# 大量クライアントサブスクリプション解除アラート

大量クライアントサブスクリプション解除アラートは、多数のクライアントが短時間でトピックのサブスクリプションを解除したことを示します。このアラートは、**30分前に少なくとも100件のサブスクリプションが存在し**、かつ**解除されたサブスクリプションの割合が設定された閾値を超えた場合にのみ発生します**。

この状態は、メッセージがサブスクライバーに届かなくなる可能性があります。主な原因としては、予期しないクライアントの切断、再接続後にサブスクライブし直さないクライアント、クライアントのサブスクリプション解除ロジックの不具合などが挙げられます。

## 予期しないクライアント切断

### 症状

ネットワークの不安定さ、地域的なキャリア障害、またはネットワークメンテナンスにより、多数のEMQX Cloudクライアント接続が短時間で切断されます。クライアントがパーシステントセッションや自動再接続を正しく使用していない場合、サブスクリプションが解除されてアラートが発生する可能性があります。

デプロイメントの**Monitor**ページでは、接続数とサブスクリプション数が短時間で急激に減少します。

### 主な原因

- ネットワークの不安定さや地域的な障害により、多数のクライアントが切断される。
- クライアントがパーシステントセッションを使用していないため、切断後にサブスクリプションが保持されない。
- クライアントが自動再接続を正しく実装していない。

### 対処方法

- パーシステントセッションと信頼性の高い自動再接続を設定し、クライアントが迅速に再接続してサブスクリプションを保持できるようにする。
- パーシステントセッションを有効にしている場合は、安定した`clientid`を使用し、再接続したクライアントが同じセッションとサブスクリプションを再開できるようにする。

## クライアントSDKまたはAPIコール

### 症状

接続数は比較的安定している一方で、サブスクリプション数が急激に減少します。
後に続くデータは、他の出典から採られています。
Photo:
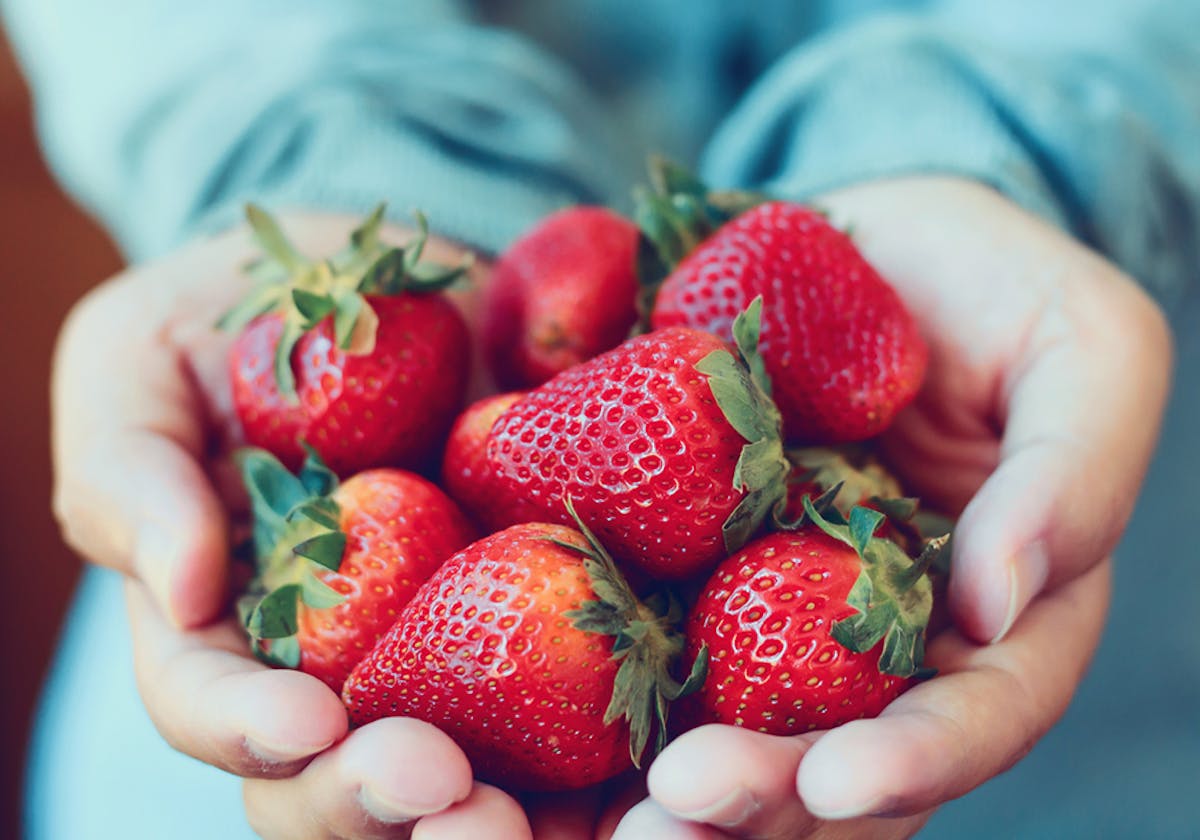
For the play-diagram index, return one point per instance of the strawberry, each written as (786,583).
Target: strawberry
(359,355)
(811,628)
(561,294)
(669,445)
(843,349)
(532,653)
(335,563)
(465,462)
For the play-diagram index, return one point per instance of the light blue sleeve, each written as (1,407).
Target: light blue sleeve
(163,117)
(1087,113)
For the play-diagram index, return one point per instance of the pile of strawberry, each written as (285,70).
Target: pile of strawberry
(683,514)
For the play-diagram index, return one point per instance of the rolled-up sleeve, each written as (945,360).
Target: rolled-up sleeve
(1085,113)
(163,117)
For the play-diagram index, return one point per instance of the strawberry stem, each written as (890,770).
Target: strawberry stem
(646,643)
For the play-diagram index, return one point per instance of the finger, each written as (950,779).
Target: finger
(735,779)
(564,816)
(619,803)
(648,819)
(1074,451)
(376,784)
(976,719)
(487,814)
(215,703)
(129,442)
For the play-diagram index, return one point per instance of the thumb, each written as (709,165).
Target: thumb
(130,489)
(1081,417)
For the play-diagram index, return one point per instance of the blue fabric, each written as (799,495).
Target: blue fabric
(165,117)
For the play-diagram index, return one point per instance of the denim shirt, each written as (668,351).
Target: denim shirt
(163,117)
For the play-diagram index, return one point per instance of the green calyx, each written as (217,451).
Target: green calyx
(295,535)
(742,390)
(306,292)
(676,213)
(893,595)
(858,475)
(646,642)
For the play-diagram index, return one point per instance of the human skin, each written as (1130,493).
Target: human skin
(1048,375)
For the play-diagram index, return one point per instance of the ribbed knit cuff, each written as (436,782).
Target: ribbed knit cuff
(880,100)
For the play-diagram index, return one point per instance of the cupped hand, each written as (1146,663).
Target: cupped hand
(142,433)
(1048,377)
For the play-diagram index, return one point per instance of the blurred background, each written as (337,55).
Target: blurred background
(52,255)
(1119,759)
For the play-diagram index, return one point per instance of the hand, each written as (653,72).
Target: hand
(1048,375)
(142,421)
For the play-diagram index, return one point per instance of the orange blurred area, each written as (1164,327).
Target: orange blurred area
(52,255)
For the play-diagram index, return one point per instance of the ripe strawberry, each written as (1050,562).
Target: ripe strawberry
(532,653)
(465,462)
(669,445)
(561,294)
(813,628)
(838,342)
(336,563)
(358,355)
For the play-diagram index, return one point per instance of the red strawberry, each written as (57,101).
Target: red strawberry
(561,294)
(810,629)
(841,348)
(359,355)
(337,563)
(532,653)
(669,445)
(466,457)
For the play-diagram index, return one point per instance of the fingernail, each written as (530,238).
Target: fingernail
(281,754)
(736,808)
(154,559)
(1027,573)
(385,809)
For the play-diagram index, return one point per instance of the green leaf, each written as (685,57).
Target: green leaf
(271,239)
(282,653)
(731,389)
(433,276)
(696,677)
(312,306)
(324,550)
(318,594)
(837,532)
(346,316)
(316,477)
(322,511)
(863,631)
(863,522)
(597,617)
(273,493)
(285,378)
(898,510)
(747,329)
(259,301)
(669,178)
(275,616)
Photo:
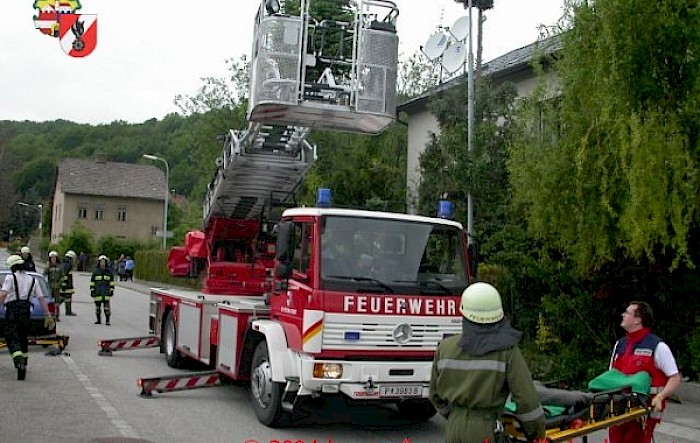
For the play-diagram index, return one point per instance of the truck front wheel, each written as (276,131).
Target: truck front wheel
(266,395)
(416,410)
(172,355)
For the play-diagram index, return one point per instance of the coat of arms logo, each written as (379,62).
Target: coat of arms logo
(77,33)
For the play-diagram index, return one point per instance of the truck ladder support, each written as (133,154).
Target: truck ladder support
(170,383)
(126,344)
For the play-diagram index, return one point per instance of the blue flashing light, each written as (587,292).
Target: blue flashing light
(351,335)
(323,198)
(445,209)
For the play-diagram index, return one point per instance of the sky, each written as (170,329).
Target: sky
(149,51)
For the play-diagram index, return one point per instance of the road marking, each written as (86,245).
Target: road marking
(110,411)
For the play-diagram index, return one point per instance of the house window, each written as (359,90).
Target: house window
(82,210)
(121,213)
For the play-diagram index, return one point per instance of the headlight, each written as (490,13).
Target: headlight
(328,370)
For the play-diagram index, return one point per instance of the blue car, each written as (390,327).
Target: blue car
(37,313)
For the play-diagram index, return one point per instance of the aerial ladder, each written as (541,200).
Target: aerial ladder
(306,73)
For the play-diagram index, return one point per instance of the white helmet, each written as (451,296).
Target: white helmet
(481,303)
(14,260)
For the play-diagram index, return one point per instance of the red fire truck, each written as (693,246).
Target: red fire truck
(313,301)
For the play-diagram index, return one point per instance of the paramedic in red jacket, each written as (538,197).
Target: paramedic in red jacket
(640,350)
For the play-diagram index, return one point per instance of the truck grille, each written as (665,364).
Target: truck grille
(360,332)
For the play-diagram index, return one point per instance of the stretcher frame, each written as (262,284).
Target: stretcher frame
(58,340)
(631,407)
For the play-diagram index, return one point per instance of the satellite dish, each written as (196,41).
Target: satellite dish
(454,57)
(435,46)
(460,30)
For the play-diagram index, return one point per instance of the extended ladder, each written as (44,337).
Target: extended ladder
(259,167)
クライアントはオンラインのままですが、サブスクリプションが積極的に解除されています。クライアントSDKの不具合や、`unsubscribe`のバッチ呼び出しなど誤ったアプリケーションAPIコールが原因の可能性があります。

デプロイメントの**Monitor**ページでは、接続数が安定している間にサブスクリプション解除数が急増します。同期間のクライアントログには、バッチ`unsubscribe`呼び出しや異常な再接続動作が記録されています。

### 主な原因

- クライアントロジックがサブスクライブ後にサブスクリプション解除し、再サブスクライブしていない。
- サードパーティSDKがClean Sessionまたはパーシステントセッション設定と互換性の問題を抱えている。
- アプリケーションコードが誤ってバッチ`unsubscribe` APIを呼び出し、多数のサブスクリプションを解除している。

### 対処方法

- クライアントロジックで再サブスクライブしないサブスクライブ-サブスクリプション解除のシーケンスを確認する。
- サードパーティSDKを最新バージョンにアップグレードし、Clean Sessionおよびパーシステントセッションの動作をテストする。
- 不要なバッチ`unsubscribe`操作を避ける。必要な場合は、クライアントがその後に正しく`resubscribe`を行うことを確認する。

## トラブルシューティング

1. EMQX Cloudコンソールにログインします。

2. **Alerts** -> **Alert List**に移動し、大量クライアントサブスクリプション解除アラートを確認して、発生期間と範囲をレビューします。

   ![クライアントサブスクリプション解除アラート記録](./_assets/clients_unsubscribe_alerts.png)

3. **Monitor** -> **Metrics** -> **Timeline** -> **Subscriptions**に移動し、過去30分間にサブスクリプション数が100件以上から減少し、設定された閾値を超えたかを確認します。

4. 発生時刻とクライアントログやアプリケーションの活動を比較し、予期しない切断か明示的なサブスクリプション解除呼び出しかを特定します。

## 監視と統計

**Metrics** -> **Timeline** -> **Subscriptions**に移動し、全体のサブスクリプション傾向を監視して、サブスクリプション解除率が回復しているかを判断します。

![監視タイムラインのサブスクリプション数](./_assets/clients_unsubscribe_monitor.png)

## クライアントサブスクリプション解除イベントの追跡

- EMQX Cloudは過去のクライアントサブスクリプション変更を保持しません。サブスクリプション解除を時間経過で追跡するには、`$events/session_unsubscribed`イベントトピックのデータ統合ルールを作成し、イベントを転送または保存してください。例：

  ```sql
  SELECT
      *
  FROM
      "$events/session_unsubscribed"
  ```

- `clientid`や`topic`などのフィールドでフィルタリングできます。詳細は[SQLデータソースとフィールド](../../rule_engine/rule_engine_events.md#unsubcribe-event-events-session-unsubscribed)を参照してください。

- このイベントはクライアントが明示的にサブスクリプションを解除した場合のみ発行されます。クライアントの切断によりサブスクリプションが解除された場合は発行されません。